This is an old revision of the document!
Table of Contents
Multimedia Compression Methods
In their uncompressed form, multimedia data typically require a very large amount of storage space. Multimedia compression techniques generally belong to the group of lossy methods, meaning they do not restore the original data but rather use tricks so that the human senses do not notice the difference.
Example: One second of stereo recording with a microphone at CD quality
The sampling rate is 44.1 kHz, meaning 44.100 samples are taken in one second. Assuming that, each sample is stored as a 16-bit value, and there are 2 samples for each time point, one for the left channel and one for the right channel:
$$ 44100 \times 16 \text{ bits} \times 2 \approx 1.4 \text{ Megabits} $$
And this is just one second!
Example: Full HD frame (1080p): 1920x1080 resolution (theoretical size)

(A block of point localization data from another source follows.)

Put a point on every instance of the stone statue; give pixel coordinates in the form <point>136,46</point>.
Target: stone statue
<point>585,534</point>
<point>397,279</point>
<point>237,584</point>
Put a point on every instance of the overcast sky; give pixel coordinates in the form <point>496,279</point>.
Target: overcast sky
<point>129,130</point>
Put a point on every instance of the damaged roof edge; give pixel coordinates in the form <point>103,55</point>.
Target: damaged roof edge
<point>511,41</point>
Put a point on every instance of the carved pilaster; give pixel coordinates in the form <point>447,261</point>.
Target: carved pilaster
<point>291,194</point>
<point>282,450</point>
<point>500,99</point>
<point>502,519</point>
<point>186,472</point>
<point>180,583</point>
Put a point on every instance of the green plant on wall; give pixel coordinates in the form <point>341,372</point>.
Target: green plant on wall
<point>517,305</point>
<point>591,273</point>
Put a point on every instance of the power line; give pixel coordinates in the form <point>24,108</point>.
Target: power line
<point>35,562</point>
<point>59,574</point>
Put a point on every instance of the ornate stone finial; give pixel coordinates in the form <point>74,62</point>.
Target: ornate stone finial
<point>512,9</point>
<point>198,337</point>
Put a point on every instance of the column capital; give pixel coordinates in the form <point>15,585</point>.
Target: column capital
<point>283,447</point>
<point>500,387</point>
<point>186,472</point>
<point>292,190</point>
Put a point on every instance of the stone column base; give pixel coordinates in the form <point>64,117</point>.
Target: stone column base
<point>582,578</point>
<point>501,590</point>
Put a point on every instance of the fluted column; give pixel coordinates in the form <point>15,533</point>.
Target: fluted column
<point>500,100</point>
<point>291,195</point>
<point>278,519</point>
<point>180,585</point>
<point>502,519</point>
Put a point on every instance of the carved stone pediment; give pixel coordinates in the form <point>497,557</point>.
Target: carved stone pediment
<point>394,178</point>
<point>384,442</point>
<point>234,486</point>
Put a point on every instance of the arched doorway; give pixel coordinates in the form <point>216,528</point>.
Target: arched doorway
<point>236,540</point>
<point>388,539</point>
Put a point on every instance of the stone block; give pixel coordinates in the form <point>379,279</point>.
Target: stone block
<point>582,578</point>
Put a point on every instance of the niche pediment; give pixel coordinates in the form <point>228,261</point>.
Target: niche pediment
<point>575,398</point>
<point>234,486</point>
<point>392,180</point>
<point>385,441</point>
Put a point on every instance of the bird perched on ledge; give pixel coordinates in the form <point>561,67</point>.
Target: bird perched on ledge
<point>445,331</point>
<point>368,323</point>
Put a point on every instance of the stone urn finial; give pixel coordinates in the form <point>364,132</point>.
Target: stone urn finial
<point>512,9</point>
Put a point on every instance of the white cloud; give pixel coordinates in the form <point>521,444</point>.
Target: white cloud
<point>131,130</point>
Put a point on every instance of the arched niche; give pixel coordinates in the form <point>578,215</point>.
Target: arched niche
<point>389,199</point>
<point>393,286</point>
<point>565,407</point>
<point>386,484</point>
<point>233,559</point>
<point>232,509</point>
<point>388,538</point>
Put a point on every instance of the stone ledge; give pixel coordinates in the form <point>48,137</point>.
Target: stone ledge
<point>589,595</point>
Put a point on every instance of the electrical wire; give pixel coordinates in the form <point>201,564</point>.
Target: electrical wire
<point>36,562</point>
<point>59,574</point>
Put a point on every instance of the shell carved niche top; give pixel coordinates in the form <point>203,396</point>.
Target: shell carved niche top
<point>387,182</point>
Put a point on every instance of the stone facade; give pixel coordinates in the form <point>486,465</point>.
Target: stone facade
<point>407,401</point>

$$ 1920 \times 1080 \times 32 \text{ bits} \approx 8 \text{ Megabytes} $$
Keep in mind that this is just a single frame, and modern multimedia systems typically display 60-100 frames per second.
Principle of Lossy Compression: The bitstreams need to be transformed so that the information important to the human eye and ear is preserved. Experience shows that our eyes are less sensitive to image components with higher spatial frequencies, meaning we find it harder to perceive a dense pattern than a less dense one. In the case of moving images (videos), our eyes are also more sensitive to low frequencies.

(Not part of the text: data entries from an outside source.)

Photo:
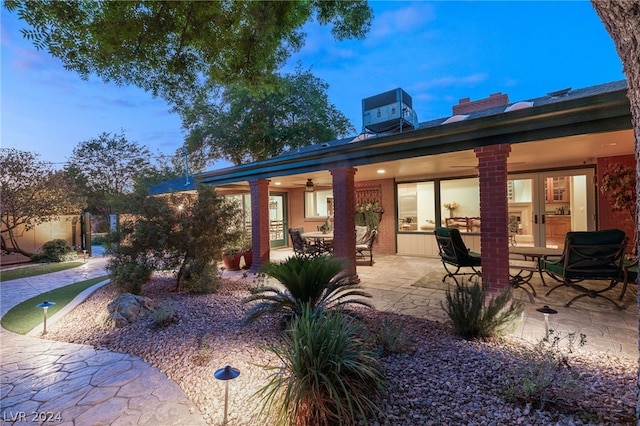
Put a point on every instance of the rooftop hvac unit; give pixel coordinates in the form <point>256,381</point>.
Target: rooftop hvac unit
<point>392,110</point>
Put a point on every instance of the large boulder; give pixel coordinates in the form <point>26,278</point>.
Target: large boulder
<point>126,308</point>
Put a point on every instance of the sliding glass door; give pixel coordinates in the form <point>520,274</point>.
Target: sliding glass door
<point>278,219</point>
<point>543,207</point>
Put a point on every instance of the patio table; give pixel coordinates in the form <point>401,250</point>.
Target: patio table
<point>324,241</point>
<point>520,274</point>
<point>535,254</point>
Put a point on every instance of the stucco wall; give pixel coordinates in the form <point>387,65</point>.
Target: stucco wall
<point>33,239</point>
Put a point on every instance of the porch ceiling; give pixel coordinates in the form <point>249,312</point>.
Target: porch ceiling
<point>561,152</point>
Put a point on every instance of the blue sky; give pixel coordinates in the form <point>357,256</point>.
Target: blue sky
<point>438,52</point>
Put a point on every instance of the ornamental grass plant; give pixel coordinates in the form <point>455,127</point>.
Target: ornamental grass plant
<point>328,374</point>
<point>472,316</point>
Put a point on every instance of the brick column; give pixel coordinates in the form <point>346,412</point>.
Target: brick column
<point>260,241</point>
<point>344,223</point>
<point>494,243</point>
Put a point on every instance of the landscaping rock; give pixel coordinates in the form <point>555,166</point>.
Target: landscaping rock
<point>126,308</point>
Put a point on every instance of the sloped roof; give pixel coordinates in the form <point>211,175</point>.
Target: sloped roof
<point>597,108</point>
<point>178,184</point>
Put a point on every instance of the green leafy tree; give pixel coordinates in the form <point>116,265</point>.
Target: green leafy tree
<point>106,168</point>
<point>32,193</point>
<point>242,125</point>
<point>186,232</point>
<point>172,49</point>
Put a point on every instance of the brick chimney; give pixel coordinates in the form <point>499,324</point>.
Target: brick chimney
<point>465,105</point>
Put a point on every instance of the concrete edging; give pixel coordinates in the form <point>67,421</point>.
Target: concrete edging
<point>37,330</point>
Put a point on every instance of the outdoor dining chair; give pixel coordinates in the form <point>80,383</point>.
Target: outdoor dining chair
<point>300,246</point>
<point>589,256</point>
<point>630,275</point>
<point>456,258</point>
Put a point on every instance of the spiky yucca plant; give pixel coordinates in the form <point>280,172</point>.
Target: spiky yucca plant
<point>318,282</point>
<point>328,375</point>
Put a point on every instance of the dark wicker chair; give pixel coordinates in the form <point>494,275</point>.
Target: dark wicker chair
<point>589,256</point>
<point>455,255</point>
<point>300,246</point>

The two-dimensional Fourier transform helps convert the image pixels into frequency values.
Note: The Fourier transform can be imagined similarly to a mono microphone recording, where the recorded volume values are represented at specific points in time. The transformation can determine, for example, that a C-sharp (C#) note was played in a given interval while a C was played in another interval. It's like trying to reconstruct the musical score by ear. If we only encoded the note heads, we would achieve very high compression!